Attribution et ROI réel : comment calculer le vrai retour sur investissement de chaque canal de votre tunnel de vente

Le retour sur investissement marketing est probablement le chiffre le plus cité et le plus mal calculé dans les entreprises. La plupart des PME calculent leur ROI par canal en attribuant chaque conversion au dernier point de contact. Ce calcul est simple, rapide, et fondamentalement trompeur. Il survalorise systématiquement les canaux de bas de tunnel qui captent la dernière interaction, tout en sous-évaluant les canaux qui ont construit la relation, nourri l’intérêt et préparé la décision d’achat en amont. Le résultat est un ROI fictif qui vous pousse à investir davantage dans les canaux qui ferment la boucle plutôt que dans ceux qui la créent.

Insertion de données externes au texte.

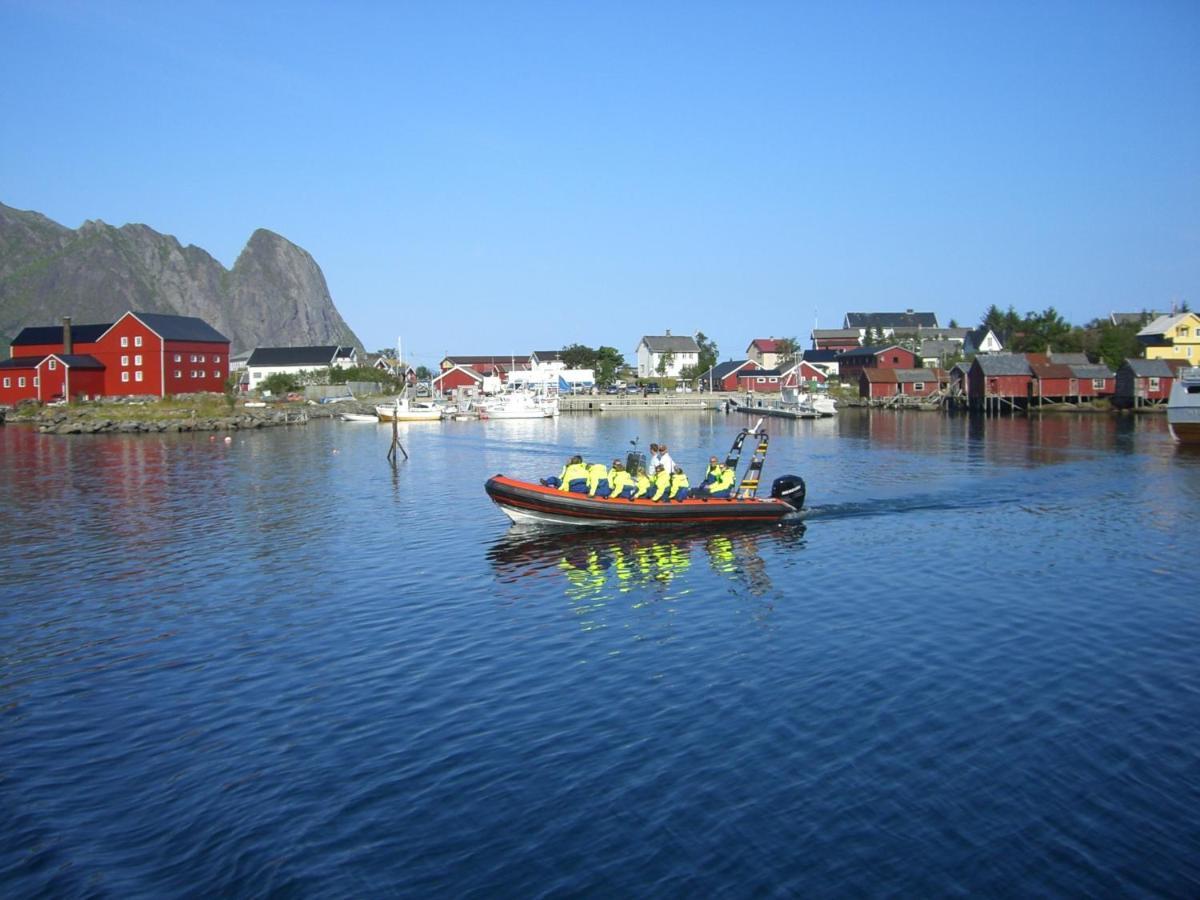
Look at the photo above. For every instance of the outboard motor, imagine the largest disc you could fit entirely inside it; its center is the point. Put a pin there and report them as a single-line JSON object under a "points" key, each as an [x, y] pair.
{"points": [[789, 489], [635, 462]]}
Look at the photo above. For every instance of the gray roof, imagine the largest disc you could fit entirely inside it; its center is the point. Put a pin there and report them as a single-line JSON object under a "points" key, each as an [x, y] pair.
{"points": [[670, 343], [1150, 367], [909, 319], [916, 375], [1091, 371], [179, 328], [313, 357], [1001, 364], [1069, 359], [940, 348], [1162, 324]]}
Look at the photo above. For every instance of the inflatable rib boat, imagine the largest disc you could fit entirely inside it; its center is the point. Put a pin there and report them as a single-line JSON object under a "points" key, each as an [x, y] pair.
{"points": [[527, 503]]}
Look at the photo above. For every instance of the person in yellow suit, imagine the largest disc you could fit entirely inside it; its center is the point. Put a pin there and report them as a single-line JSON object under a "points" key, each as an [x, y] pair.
{"points": [[678, 489], [622, 483], [598, 480]]}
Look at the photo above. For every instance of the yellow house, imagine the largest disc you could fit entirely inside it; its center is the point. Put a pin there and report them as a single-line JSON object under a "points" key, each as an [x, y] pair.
{"points": [[1173, 337]]}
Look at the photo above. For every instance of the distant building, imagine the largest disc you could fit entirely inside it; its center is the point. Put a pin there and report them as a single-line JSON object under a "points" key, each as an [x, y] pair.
{"points": [[679, 352], [835, 339], [141, 354], [265, 361], [886, 325], [852, 363], [1173, 337]]}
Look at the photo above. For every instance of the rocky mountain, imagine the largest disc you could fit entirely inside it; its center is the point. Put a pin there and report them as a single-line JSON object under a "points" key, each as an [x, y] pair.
{"points": [[275, 295]]}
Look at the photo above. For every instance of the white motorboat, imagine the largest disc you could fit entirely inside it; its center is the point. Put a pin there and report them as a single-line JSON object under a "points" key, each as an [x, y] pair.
{"points": [[520, 405], [1183, 406], [402, 409]]}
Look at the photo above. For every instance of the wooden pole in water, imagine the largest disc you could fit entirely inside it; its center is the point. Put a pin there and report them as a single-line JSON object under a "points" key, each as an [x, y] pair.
{"points": [[395, 437]]}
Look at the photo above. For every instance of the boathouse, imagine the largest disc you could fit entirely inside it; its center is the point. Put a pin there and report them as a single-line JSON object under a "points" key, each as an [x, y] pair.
{"points": [[1000, 381], [1143, 383], [724, 376]]}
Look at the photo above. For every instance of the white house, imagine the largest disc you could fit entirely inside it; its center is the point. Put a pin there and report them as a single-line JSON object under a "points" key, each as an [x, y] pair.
{"points": [[265, 361], [678, 352]]}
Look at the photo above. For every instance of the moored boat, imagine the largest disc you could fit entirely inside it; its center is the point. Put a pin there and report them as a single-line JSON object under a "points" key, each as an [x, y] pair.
{"points": [[406, 411], [1183, 406]]}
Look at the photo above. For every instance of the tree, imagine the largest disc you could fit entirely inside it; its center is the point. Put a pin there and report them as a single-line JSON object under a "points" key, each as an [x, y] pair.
{"points": [[579, 355], [609, 361], [787, 349]]}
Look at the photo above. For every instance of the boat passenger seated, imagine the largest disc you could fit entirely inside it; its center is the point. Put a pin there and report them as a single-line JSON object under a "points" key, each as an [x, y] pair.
{"points": [[622, 483], [661, 490], [574, 477], [643, 486], [598, 480], [678, 489]]}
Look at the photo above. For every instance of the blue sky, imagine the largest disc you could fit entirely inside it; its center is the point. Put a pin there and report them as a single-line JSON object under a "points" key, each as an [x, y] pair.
{"points": [[505, 177]]}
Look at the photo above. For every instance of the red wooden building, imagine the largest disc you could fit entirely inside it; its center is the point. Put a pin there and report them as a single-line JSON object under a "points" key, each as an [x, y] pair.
{"points": [[141, 354], [450, 379], [852, 363]]}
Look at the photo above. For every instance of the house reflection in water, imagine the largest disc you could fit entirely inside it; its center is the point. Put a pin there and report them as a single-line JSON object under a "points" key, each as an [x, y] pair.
{"points": [[648, 565]]}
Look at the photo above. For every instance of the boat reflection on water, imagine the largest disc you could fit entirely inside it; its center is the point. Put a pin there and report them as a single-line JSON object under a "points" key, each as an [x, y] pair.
{"points": [[618, 561]]}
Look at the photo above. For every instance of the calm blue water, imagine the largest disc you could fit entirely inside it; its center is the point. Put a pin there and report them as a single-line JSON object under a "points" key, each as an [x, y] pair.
{"points": [[277, 667]]}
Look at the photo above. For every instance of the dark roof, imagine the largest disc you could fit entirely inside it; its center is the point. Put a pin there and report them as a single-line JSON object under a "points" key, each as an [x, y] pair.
{"points": [[79, 360], [907, 319], [1150, 367], [53, 334], [721, 370], [1001, 364], [821, 355], [321, 355], [670, 343], [907, 376], [22, 361], [498, 359], [868, 352], [1069, 359], [1091, 370], [179, 328]]}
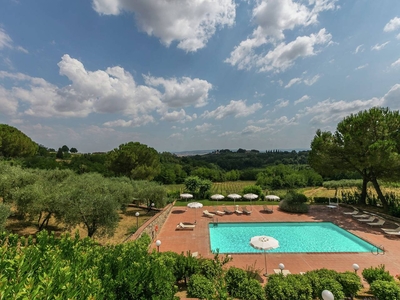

L’attribution marketing corrige cette distorsion en mesurant la contribution réelle de chaque canal au parcours complet de conversion. Au lieu de donner tout le crédit au dernier clic, elle répartit le mérite entre les différents points de contact selon leur influence mesurée sur la décision d’achat. Le ROI ainsi calculé reflète la réalité de votre activité marketing plutôt qu’une simplification dangereuse. Chez Propuls’Lead, nous avons accompagné plus de 500 clients dans cette transition analytique, et le constat est toujours le même : le ROI réel, calculé avec un modèle d’attribution multi-touch, raconte une histoire radicalement différente de celle du ROI en last click, et cette nouvelle histoire conduit à de meilleures décisions d’investissement.

L’écart entre le ROI apparent et le ROI réel : comprendre pourquoi vos chiffres vous mentent

Prenons un exemple concret que Propuls’Lead rencontre régulièrement chez ses clients. Une PME B2B investit 2 000 euros par mois en Google Ads, 1 000 euros en création de contenu SEO et 500 euros en email marketing. En last click, Google Ads génère 15 conversions, le SEO en génère 3, et l’email en génère 7. Le calcul du ROI en last click est simple : Google Ads a le meilleur ratio, le SEO semble peu rentable, et l’email se défend. La décision logique serait d’augmenter le budget Google Ads et de réduire le contenu SEO.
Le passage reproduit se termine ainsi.